Designer Interview M&G

Chelsea favourite Cleve West is back at the show with another garden for M&G. His garden this year reflects a particular memory from his early life and we wanted to find out more…


Cleve WestThe garden you’ve designed for M&G is obviously very personal; can you explain what it means to you?

It’s a contemporary reinterpretation of memories I have of exploring a particular part of Exmoor National Park where we lived when I was a teenager. At the time I wasn’t interested in gardening at all, I didn’t even know there was a career to be had in garden design, but I was smitten by the woodland there and I think this early experience of the landscape must have had an influence in shaping my future.

So are you bringing Exmoor to Chelsea, as Dan Pearson did with Chatsworth last year?

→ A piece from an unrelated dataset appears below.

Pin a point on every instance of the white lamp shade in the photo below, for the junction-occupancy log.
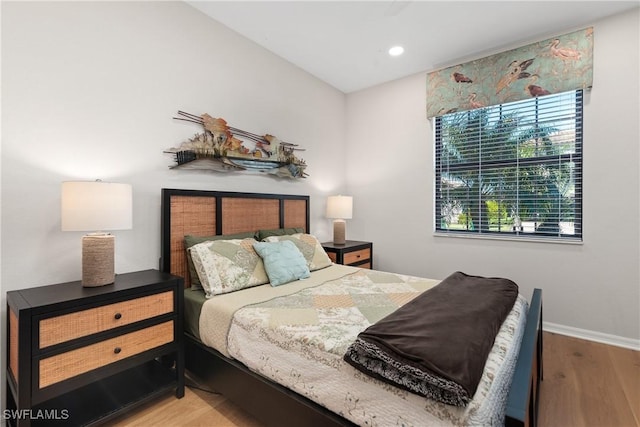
(96, 206)
(340, 207)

Not at all, it will be a contrived representation of that place, conceived in a contemporary way.

Did you get a brief from M&G?

Only that the garden should stand the test of time and embody the things that they stand for: such as longevity, stability, strength, tradition and long-term investment.

So what is it about the garden that suggests that ethos?
There’s a lot of oak. Oak trees really dominate the space, which embodies all those associations. There’s also an oak boundary, which metaphorically frames the memory. We’ve also used big pieces of stone as well as sawn stone paving, which also references M&G’s philosophy.

It’s not a traditional back garden you’d find in, say, Teddington, so what will visitors enjoy about it and take away from seeing it?
I hope the atmosphere of the garden will draw people into it (not literally obviously!). The views through are slightly restricted so they can’t always see the garden in one hit, and I think that’s an idea that people could use at home perhaps – not being able to view their whole gardens in one go – it’s good to add a little mystery and intrigue and create a space that people want to explore.

There are quite a few hard hitters at the show this year and people will expect great things from you. How does that affect your experience?
I’m really looking forward to it. I suppose there’s some pressure, but I’ve done it enough times not to get too involved in all that speculative stuff. Mind you I’m really good at predicting who will get best show garden when I’m not exhibiting myself, but this year I just want to make a great garden for M&G and the rest of my team.